Jay-Z's video for 'On To The Next One' was a game changer - taking hip-hop's affection for shiny things and moving the attention off the obvious brand names and on to post modern pop art. Director Sam Brown created a powerful clip and this caught the attention of fellow director, Trent Babbington, who has created a great series of posts about and around 'On To The Next One.'
We have excerpted some of his Sam Brown interview below, but be sure to get the deep dive in parts one, two, three and four on Trent's blog. He even has collected a gang of striking BTS stills, counted every camera set-up (answer: 62) and documented the conspiracy theories about the video that involve Freemasons and the Knights Templar. But not a whiff of Dame Dash?!? If you love music videos, you will love what's going on at Radaradr.
Sam Brown - The track has this sample in it that sounds like a record being played backwards. It puts me in mind of some pretty dark imagery and I decide to take a big risk on pitching something pretty extreme. So much high profile work is formulaic, mostly because it’s very hard to get labels and artists to trust you on something that doesn’t have instant commercial appeal. It’s a shame. I think that many directors are far more interesting than the work they get to make. I’m helped here because this is the fifth single off the album - the stakes are low and Jay is pressing for something different that moves outside the narrow boundaries of hip-hop videos. Jay loves the treatment, so I’m shooting it in LA only a week later.
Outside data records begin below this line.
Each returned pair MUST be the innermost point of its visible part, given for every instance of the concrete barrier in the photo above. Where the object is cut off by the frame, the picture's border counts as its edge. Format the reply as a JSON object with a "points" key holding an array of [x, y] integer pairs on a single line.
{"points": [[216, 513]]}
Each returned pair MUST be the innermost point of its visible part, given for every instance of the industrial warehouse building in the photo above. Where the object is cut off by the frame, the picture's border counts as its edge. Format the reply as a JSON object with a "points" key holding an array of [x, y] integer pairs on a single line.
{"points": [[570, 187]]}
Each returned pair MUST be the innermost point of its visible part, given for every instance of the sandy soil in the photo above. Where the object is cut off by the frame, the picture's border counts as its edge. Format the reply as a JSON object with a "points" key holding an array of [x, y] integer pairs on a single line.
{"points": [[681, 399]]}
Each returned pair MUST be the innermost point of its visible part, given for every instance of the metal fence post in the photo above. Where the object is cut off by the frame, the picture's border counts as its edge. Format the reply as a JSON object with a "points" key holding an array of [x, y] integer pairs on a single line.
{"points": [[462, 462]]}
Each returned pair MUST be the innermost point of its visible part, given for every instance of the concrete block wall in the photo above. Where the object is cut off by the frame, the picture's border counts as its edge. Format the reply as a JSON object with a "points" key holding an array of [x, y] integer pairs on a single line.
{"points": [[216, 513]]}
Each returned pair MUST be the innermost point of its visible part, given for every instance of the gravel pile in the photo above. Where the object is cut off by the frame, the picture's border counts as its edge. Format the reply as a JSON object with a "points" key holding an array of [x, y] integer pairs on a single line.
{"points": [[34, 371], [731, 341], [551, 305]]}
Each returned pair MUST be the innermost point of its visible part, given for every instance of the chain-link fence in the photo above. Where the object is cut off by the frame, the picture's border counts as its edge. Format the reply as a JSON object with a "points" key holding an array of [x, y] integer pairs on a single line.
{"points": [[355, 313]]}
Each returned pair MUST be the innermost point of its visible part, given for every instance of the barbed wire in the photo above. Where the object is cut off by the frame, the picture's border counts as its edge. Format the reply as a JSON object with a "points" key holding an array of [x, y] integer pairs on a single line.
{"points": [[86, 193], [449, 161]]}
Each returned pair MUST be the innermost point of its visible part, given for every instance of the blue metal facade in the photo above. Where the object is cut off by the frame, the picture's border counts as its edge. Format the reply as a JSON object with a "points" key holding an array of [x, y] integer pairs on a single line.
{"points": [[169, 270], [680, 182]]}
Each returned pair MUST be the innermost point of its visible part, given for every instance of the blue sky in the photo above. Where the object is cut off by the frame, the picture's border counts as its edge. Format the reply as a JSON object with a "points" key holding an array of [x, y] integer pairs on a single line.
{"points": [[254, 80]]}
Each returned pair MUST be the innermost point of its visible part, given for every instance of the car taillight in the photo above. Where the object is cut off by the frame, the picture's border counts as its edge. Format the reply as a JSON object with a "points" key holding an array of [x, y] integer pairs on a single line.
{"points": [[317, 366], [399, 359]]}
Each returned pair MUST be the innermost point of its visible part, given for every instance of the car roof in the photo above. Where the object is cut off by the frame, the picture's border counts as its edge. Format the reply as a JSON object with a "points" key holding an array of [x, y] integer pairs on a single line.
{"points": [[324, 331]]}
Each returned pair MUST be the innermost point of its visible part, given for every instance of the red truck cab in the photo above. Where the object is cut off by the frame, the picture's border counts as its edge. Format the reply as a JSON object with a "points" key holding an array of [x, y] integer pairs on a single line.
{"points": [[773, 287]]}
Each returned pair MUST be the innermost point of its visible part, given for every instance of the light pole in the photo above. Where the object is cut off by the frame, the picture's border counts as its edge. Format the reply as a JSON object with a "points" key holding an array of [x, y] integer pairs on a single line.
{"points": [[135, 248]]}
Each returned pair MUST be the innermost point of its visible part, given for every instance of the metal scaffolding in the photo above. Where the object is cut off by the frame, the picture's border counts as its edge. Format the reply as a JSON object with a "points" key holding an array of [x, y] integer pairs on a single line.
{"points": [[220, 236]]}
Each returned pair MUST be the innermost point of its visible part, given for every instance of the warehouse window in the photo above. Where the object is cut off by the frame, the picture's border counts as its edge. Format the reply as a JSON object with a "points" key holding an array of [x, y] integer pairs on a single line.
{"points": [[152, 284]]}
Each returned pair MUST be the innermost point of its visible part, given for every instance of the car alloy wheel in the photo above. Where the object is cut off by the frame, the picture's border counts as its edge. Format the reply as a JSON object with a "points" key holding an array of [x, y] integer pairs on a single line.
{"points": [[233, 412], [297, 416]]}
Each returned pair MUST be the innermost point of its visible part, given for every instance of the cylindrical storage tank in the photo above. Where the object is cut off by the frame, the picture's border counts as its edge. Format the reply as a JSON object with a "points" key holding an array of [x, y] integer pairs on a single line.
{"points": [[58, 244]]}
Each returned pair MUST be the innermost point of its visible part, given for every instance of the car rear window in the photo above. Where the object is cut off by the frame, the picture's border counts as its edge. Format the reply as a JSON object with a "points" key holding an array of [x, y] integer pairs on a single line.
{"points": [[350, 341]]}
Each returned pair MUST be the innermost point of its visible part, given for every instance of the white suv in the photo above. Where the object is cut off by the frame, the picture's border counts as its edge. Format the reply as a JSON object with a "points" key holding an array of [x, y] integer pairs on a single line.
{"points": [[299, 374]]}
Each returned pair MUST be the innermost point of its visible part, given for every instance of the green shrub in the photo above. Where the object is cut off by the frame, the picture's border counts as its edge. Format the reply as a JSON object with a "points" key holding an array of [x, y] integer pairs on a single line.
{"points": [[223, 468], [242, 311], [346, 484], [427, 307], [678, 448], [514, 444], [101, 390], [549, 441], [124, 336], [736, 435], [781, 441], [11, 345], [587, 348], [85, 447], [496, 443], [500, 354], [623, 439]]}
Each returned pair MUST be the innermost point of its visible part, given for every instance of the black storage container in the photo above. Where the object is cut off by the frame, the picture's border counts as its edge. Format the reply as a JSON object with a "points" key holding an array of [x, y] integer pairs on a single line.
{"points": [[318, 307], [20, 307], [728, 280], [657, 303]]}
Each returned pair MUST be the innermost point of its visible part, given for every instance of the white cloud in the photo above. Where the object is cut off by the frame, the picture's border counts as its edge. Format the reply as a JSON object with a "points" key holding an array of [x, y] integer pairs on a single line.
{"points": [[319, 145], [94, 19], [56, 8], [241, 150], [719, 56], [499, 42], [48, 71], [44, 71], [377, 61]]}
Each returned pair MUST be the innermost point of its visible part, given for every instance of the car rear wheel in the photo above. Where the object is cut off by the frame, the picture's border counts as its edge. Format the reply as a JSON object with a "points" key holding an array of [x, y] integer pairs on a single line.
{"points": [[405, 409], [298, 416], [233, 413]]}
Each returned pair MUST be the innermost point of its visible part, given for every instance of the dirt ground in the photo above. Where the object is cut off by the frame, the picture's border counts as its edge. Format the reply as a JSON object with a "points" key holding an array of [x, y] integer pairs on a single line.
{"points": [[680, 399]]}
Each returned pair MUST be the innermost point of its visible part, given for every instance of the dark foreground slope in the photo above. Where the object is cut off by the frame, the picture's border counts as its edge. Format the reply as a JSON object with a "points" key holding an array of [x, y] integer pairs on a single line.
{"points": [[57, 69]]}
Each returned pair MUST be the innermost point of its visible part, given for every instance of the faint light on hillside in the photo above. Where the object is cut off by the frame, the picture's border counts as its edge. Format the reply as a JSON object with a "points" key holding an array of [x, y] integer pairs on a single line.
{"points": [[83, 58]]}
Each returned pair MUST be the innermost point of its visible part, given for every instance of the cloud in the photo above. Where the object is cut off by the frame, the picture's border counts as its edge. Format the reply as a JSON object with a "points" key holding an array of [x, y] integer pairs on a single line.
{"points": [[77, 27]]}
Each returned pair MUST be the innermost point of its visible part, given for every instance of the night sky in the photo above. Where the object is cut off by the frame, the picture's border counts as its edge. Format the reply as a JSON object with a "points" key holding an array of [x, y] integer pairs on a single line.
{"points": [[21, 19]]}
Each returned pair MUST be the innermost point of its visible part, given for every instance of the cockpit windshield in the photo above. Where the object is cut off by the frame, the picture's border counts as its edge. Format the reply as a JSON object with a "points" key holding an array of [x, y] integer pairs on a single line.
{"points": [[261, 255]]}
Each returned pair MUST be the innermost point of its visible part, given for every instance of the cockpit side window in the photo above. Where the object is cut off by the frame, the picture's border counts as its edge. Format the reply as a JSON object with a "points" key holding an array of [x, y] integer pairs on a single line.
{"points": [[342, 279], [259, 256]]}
I like it when a video is like a portrait, one in which you control the character. One of the great things about directing videos is that you can shape artists to how you think they should be. I’ve always liked Rick Rubin’s approach to production, stripping away all the bullshit and putting people in touch with the basics. I’ve tried to do the same with videos. Jay’s performance rolls off as sparse and raw and brooding. Perfect.